While there may be a lot of questions you want to ask when online dating, when you place too much weight on their answers, which can prevent you from giving your date a fair shot. "It seems to be human nature to weed people out and read more into whatever they are saying and determine that you are incompatible — when this isn't really the case," she tells us.
In other words, let yourself have some fun and enjoy the process. Most of the time, you'll organically find out after the first few dates whether or not you're compatible with someone.
And if things are going well? By the fourth date is when Trombetti recommends working some more serious questions into the conversation to figure out their commitment level. If you're in a place where you're ready to commit (to the right person), you want to be sure they are like-minded, she says.
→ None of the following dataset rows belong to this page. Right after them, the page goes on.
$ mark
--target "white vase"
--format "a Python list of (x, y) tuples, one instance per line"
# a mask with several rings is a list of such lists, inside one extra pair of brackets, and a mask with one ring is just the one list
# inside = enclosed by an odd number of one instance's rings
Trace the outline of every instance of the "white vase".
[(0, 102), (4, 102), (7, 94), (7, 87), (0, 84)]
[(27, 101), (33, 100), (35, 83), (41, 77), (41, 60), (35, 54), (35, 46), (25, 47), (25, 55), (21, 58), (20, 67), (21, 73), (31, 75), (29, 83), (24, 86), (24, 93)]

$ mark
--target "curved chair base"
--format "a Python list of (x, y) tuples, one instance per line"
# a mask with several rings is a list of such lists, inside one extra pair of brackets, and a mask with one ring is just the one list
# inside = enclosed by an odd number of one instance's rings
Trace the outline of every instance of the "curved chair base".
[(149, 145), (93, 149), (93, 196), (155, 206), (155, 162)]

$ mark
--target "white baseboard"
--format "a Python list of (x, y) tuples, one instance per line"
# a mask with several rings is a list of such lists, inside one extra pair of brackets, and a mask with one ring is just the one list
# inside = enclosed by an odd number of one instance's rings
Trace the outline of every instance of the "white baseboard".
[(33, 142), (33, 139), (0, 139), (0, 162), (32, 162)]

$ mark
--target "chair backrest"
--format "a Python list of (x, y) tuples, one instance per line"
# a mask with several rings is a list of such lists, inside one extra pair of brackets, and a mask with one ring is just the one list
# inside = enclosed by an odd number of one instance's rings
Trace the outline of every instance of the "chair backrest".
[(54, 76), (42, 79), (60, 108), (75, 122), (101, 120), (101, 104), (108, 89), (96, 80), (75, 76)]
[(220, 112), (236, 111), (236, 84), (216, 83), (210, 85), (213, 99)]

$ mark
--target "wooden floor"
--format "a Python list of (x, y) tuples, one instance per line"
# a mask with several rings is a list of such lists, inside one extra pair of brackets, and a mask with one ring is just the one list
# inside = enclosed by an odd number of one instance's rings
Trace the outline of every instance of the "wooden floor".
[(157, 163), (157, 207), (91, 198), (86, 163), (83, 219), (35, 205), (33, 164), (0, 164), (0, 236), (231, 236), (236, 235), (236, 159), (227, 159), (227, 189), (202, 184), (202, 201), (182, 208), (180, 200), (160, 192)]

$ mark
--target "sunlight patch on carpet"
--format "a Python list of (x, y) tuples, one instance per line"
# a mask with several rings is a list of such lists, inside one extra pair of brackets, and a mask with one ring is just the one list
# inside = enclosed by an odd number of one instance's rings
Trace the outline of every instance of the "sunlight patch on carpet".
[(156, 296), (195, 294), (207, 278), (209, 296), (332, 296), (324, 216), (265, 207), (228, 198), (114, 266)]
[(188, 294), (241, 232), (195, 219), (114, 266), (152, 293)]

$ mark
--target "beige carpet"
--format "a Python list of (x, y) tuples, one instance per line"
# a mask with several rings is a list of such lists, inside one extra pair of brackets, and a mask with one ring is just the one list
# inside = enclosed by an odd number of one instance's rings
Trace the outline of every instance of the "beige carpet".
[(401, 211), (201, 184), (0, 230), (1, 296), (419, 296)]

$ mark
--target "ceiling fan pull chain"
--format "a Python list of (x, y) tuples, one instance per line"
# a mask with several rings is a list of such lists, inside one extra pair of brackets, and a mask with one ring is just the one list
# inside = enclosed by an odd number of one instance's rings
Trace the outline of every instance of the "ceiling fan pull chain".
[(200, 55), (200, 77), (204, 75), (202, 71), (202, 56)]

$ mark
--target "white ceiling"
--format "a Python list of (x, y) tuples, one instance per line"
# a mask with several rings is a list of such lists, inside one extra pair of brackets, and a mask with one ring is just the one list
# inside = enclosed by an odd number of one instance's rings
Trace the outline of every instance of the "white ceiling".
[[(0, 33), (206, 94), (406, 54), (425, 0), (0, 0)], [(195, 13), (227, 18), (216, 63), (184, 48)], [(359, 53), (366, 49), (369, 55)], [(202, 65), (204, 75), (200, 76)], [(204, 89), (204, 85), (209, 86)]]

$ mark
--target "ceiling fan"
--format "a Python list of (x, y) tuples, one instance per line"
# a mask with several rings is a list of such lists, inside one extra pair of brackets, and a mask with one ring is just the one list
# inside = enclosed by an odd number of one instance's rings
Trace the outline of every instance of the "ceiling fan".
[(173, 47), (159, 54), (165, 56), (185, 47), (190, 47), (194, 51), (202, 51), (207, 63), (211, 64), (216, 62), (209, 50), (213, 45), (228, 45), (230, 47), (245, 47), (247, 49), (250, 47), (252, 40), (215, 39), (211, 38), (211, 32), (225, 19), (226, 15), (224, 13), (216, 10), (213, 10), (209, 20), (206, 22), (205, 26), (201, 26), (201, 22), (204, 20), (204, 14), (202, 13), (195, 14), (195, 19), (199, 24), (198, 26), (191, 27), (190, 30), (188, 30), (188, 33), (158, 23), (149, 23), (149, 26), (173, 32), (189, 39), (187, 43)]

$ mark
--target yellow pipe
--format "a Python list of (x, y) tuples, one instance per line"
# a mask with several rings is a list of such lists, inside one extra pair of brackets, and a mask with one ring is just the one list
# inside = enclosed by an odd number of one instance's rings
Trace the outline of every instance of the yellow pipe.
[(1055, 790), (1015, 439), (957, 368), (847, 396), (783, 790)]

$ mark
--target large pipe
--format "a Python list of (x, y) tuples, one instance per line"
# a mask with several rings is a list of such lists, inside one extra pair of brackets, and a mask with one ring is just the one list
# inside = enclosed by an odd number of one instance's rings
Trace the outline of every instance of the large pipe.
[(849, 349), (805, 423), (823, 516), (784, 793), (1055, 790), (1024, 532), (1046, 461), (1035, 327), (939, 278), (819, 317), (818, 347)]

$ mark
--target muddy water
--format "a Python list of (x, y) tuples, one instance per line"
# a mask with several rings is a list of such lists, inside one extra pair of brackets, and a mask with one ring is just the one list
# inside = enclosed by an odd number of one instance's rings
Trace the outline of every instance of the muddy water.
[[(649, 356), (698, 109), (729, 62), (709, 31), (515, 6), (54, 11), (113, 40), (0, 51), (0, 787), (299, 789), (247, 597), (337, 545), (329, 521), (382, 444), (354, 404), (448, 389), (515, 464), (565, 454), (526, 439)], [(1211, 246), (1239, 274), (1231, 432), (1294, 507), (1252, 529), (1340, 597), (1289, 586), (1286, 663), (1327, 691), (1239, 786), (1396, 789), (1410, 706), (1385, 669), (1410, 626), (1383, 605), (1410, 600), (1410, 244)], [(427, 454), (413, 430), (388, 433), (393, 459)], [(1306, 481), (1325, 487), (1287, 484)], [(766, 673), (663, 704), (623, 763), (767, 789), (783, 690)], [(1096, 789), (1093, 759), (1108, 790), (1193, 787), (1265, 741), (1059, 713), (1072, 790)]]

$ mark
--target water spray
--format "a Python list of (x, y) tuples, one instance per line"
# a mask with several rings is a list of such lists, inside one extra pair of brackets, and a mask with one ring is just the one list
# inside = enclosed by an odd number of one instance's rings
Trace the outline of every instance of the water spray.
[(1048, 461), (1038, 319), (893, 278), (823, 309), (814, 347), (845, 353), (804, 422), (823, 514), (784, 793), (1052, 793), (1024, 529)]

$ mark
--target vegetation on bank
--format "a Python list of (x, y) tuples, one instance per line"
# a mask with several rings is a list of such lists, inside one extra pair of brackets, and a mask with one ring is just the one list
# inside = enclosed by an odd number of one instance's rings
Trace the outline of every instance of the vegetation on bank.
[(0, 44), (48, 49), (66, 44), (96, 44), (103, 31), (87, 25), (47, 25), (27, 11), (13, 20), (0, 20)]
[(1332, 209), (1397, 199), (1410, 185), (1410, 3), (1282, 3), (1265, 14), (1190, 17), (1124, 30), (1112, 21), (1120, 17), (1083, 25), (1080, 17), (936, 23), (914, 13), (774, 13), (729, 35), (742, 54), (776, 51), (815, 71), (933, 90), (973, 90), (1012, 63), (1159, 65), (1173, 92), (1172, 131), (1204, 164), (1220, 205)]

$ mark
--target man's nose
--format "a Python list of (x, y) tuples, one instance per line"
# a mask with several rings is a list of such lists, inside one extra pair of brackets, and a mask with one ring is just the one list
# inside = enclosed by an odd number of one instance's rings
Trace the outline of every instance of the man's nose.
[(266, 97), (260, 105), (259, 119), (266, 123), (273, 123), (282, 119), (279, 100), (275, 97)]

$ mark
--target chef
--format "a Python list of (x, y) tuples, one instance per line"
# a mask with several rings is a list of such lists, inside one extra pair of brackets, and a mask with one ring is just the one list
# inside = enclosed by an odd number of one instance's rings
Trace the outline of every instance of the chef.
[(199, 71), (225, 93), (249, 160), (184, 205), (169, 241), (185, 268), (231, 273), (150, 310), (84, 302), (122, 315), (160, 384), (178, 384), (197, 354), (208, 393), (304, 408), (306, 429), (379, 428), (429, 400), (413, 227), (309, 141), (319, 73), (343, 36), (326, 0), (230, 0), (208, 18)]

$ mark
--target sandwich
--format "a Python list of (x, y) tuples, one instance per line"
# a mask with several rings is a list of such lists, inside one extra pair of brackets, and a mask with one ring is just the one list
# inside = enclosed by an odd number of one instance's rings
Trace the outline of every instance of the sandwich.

As for the method of communication, like most other things, Trombetti says in person is always better, or over the phone. "Don't cut off anyone based on a text or app response — they may not be the best communicating this way and that is OK!"
The Best Questions to Ask While Online Dating
Sullivan and Trombetti helped us curate a list of helpful questions to ask online dating prospects, without coming off too aggressive or making it feel like a job interview. Some of these questions serve as great ice breakers and others can help you find out more about your date without prying too much. Bookmark this page and thank us later.
Online Dating Questions:
- What do you do for a living?
- What are some goals or aspirations you have in your career?
- What has been your favorite vacation? ("Asking this question on a first date will open up a conversation about where your date has traveled and if you are both into the same types of vacation destinations," says Sullivan.
- What’s the most interesting fact you know?
- What is your ultimate favorite meal?
- What is your all-time favorite movie/show?
- Do you have any hobbies?
- What’s your favorite holiday? ("This question may give you an insight into your date’s religion based on the answer, which can be an important part of a relationship," says Sullivan.)
- Are you more of a morning or night person?
- How many siblings do you have?
- What is the level of commitment you are looking for, generally speaking?
When Should Answers Be Dealbreakers?
Now that your questions have been answered, what do you do if an answer isn't exactly ideal? Both Sullivan and Trombetti agree: differences don't necessarily make you incompatible.
"When it comes to dealbreakers, there should only be a few aside from ones that are so obvious that you would never see them again," says Trombetti. While it will depend on your own personal values, the biggie is "lack of alignment on the type of commitment you are both looking for." Religion, thoughts on children (whether either party has them already or wants to in the future), fitness and wellness, and financial or job stability, are also common dealbreakers.
"The problem is, most singles rule so many people out for no good reason," says Trombetti. "They don't have to share your love of horseback riding or your hobbies. That's what friends are for."
Sullivan agrees that differences and disagreements don't have to define the relationship, but they can turn into dealbreakers if they cause conflict that can't be resolved. "If it turns into more than just a quick fight and results in insulting one another [or] you do not come to a resolution fast and it ruins your mood for the day, then it might be a dealbreaker — and it's probably safe to say you are not as compatible as you thought."
The bottom line: Dating can be tricky, especially during a global pandemic. Ask questions along the way, but at the end of the day, it's important to give each and every date a fair chance. Follow your heart and your gut, but don't write someone off until you're sure it's a dealbreaker. Now swipe away!